Is the information logged into a computer/book/phoned to relevant garda?

Will the nominated Garda station know why I have to produce or have I to tell them or are details logged and relevant Garda checks details after the 10 days are up?

Thanks!


----------



## Time (15 Mar 2014)

Details are logged in the computer usually if not in a big book.

The Garda that asked you to produce will check with where you produced them once the 10 days are up. The station you produce them to won't know anything about the case.


----------



## postman pat (15 Mar 2014)

also they give you a receipt showing the date and time you produced the documents.


----------



## Time (16 Mar 2014)

Since when?


----------



## mathepac (16 Mar 2014)

postman pat said:


> also they give you a receipt showing the date and time you produced the documents.


This would not be my experience. Guard writing details in the station day-book or log would.


----------



## twofor1 (16 Mar 2014)

Probably three years ago I was asked to produce my insurance cert, I did so at a south Dublin station and was issued with a receipt, that had the insurance box ticked, it was signed dated and stamped.


----------



## serotoninsid (17 Mar 2014)

twofor1 said:


> Probably three years ago I was asked to produce my insurance cert, I did so at a south Dublin station and was issued with a receipt, that had the insurance box ticked, it was signed dated and stamped.
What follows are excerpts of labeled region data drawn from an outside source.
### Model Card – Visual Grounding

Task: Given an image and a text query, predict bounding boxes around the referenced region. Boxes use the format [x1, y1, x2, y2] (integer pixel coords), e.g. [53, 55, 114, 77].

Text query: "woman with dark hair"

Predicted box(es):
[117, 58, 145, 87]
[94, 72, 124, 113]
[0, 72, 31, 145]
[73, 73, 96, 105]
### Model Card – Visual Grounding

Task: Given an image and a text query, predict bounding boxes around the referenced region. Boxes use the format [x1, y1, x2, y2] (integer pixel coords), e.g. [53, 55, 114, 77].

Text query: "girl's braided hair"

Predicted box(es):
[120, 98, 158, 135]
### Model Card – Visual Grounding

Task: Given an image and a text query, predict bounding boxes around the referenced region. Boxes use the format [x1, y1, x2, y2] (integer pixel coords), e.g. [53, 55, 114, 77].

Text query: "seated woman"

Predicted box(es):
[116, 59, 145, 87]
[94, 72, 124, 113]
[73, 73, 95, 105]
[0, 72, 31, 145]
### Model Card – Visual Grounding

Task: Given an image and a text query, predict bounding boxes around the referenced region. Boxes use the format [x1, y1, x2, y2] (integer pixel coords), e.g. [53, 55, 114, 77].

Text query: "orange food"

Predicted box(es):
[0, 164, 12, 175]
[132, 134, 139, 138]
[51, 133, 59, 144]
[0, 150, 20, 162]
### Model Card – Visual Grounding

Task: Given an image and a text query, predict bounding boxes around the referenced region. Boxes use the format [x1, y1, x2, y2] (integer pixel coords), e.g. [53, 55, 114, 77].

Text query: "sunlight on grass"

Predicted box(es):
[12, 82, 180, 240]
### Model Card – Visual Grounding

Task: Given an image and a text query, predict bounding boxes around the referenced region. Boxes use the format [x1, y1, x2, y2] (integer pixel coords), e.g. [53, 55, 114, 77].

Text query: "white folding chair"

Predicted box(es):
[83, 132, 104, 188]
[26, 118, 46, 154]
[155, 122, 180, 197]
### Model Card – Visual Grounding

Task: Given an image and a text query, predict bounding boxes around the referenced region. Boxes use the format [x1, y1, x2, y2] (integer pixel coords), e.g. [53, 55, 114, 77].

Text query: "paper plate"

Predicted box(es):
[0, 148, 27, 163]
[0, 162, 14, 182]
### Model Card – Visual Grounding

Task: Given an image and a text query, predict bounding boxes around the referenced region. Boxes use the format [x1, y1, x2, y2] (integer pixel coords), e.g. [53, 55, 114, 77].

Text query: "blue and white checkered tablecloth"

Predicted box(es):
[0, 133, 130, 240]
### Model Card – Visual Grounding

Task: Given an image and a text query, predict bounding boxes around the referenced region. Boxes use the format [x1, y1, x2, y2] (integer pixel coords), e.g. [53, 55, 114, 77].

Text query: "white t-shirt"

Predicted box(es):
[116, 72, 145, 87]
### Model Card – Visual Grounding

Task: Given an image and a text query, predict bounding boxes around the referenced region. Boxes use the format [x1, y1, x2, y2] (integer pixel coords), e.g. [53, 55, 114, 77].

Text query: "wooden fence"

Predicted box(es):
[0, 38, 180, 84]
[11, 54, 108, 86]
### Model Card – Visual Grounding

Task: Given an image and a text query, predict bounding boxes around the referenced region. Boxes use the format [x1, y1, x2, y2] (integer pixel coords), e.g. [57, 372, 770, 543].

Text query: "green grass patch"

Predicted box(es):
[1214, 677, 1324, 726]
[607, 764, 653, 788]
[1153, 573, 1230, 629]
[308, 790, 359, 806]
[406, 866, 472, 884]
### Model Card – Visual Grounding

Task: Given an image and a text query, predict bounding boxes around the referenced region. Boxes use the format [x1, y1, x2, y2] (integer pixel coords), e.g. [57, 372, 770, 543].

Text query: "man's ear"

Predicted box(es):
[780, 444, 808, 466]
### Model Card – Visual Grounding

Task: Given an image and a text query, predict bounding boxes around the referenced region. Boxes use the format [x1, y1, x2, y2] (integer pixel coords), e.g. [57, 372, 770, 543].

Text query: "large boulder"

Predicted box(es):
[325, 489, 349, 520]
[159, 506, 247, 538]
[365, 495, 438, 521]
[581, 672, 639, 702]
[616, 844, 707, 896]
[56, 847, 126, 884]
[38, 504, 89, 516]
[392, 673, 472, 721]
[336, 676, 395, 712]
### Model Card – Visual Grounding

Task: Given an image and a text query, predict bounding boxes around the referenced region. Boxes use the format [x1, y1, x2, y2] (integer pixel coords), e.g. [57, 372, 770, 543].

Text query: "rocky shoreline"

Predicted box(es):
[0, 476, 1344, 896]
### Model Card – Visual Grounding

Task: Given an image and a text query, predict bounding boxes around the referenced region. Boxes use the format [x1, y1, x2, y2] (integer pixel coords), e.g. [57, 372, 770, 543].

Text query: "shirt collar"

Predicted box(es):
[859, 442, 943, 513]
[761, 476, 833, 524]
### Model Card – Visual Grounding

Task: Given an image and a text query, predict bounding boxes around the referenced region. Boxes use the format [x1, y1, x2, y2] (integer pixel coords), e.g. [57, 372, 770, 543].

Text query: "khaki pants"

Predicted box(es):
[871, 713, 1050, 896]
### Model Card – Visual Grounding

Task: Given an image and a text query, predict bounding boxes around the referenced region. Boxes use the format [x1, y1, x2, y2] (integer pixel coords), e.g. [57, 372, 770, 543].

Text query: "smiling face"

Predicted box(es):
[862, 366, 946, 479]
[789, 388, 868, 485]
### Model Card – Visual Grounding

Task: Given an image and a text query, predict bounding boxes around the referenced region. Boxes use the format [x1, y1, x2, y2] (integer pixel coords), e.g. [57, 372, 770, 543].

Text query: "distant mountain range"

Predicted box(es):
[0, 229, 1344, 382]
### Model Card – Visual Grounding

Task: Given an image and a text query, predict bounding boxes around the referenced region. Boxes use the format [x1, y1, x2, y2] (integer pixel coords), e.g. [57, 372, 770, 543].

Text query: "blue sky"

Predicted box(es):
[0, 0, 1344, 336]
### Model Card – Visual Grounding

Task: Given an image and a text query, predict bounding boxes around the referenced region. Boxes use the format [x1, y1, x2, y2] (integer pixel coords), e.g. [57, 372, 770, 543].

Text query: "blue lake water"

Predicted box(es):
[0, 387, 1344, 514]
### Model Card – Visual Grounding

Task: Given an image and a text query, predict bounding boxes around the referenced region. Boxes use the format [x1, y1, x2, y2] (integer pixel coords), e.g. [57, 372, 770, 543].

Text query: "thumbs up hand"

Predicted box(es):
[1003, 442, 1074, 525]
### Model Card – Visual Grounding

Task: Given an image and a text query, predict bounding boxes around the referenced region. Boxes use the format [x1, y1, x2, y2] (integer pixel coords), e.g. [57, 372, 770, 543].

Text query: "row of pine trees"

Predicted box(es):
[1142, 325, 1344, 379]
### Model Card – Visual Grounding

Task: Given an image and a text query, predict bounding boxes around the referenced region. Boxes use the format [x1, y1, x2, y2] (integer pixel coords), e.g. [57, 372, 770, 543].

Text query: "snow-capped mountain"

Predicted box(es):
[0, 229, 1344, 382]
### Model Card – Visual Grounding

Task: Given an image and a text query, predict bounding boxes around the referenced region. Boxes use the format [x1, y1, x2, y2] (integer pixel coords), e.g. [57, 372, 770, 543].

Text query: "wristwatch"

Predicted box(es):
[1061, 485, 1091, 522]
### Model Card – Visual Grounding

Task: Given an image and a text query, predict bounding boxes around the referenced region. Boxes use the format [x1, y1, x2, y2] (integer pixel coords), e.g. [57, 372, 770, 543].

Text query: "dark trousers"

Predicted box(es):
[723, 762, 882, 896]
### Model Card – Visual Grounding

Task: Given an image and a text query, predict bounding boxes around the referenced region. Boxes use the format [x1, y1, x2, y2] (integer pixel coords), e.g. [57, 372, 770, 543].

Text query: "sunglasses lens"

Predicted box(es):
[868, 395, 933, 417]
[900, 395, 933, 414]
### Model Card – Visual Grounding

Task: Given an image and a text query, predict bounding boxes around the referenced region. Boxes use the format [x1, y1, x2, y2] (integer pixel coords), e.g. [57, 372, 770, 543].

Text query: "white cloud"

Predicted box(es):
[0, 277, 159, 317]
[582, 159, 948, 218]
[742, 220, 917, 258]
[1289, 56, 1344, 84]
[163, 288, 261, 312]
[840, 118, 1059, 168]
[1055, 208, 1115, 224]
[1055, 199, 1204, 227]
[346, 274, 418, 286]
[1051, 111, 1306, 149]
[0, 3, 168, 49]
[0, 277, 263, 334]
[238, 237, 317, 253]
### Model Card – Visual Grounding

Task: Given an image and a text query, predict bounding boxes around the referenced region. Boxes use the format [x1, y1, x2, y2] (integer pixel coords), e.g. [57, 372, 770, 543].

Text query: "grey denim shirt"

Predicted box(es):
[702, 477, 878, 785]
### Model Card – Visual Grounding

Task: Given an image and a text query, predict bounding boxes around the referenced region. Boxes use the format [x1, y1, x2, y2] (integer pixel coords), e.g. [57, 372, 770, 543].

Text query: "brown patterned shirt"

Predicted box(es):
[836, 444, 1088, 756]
Had a few 'producers' in the past (although none in the last couple of years).  Never had any form of 'receipt' issued.


----------



## tinkerbell (17 Mar 2014)

If you dont get a receipt, ask for one?    If the Garda forgets to put your details on Pulse a summons will issue for non-production?    That receipt is worth holding onto!


----------



## postman pat (17 Mar 2014)

Time said:


> Since when?



i can only share my experience, which by the way was in Anglesea Street garda station in Cork .


----------



## Sleepymum (18 Mar 2014)

I went in before the ten days were up and as had only receipt for Ndls was asked to come back and produce both together.
License arrived today but it is now 13/14 days...Will I get on trouble over this??


----------



## Time (18 Mar 2014)

Depends on the Garda who stopped you.

I doubt anything will become of it. A judge would not convict you for being 3 or 4 days late.


----------



## Sleepymum (18 Mar 2014)

Would the garda in question check again or do they just check once the ten days are ups and that's it...


----------



## Gerry Canning (18 Mar 2014)

Probably re-check well after the 10 days. Guards normally have enough to be doing without checking Mr Pulse all the time. So you should be ok. 
Any Guards on AMM that can advise?


----------